Tal como era impossível, no século XVII, ficar indiferente ao que pregava o Padre António Vieira. Não conhecemos dele a voz, nem o olhar, nem o gesto. Mas conhecemos a força do seu testemunho, o valor dos seus argumentos, a importância de tanta persistência na “perseguição do seu objectivo celeste” (para usar uma expressão de PMP). Há uns anos, em Lisboa, no Cinema Roma, numa concorrida sessão de homenagem da Casa de Trás-os-Montes ao Professor Doutor Adriano Moreira, um actor emprestou a voz, uma belíssima voz, para o Sermão de Santo António aos Peixes. Foi magnífico poder ouvi-lo à beira do palco como se o fosse da balaustrada de um púlpito. A voz de Vieira poderia ser diferente mas ali, entoadas daquela maneira, as frases que nos fazem humilhar a ponto de reconhecermos não prestar para sermos o sal da terra e que ao mesmo tempo nos fazem crescer para querermos mesmo e muito ser esse mesmo sal da terra, foi como se Vieira, ele próprio, nos interpelasse com força e determinação.

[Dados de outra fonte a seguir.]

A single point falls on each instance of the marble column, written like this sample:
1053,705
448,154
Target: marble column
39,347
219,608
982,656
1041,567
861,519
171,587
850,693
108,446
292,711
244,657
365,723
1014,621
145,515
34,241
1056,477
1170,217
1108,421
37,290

O ponto de vista feminino, sempre para lá da lógica da análise e muito melhor do que a lógica da análise, vê até onde esta não chega: o fundo dos corações, o valor emocional de um argumento. Para descobrir facetas de um homem, não há, pois, como uma mulher. Daí que tenha sido com uma enorme curiosidade e surpresa que li o artigo de PMP sobre o Padre António Vieira escrito na Brotéria, uma síntese no âmbito do Encontro Fé e Justiça, realizado em Lisboa em Fevereiro, sob o tema “Padre António Vieira: os mesmos desafios quatro séculos depois”.

Tal como Vieira “nunca vacilou na perseguição do seu objectivo celeste”, também PMP se mostrou convicta na incansável militância de S.Paulo em afirmar que “Não há judeu nem grego, não há escravo nem livre, não há homem nem mulher…”.

Espero sinceramente que PMP nunca deixe de nos perseguir nesta descoberta da verdade pela voz – que digo eu? – pelos sermões e pela vida do nosso Padre António Vieira.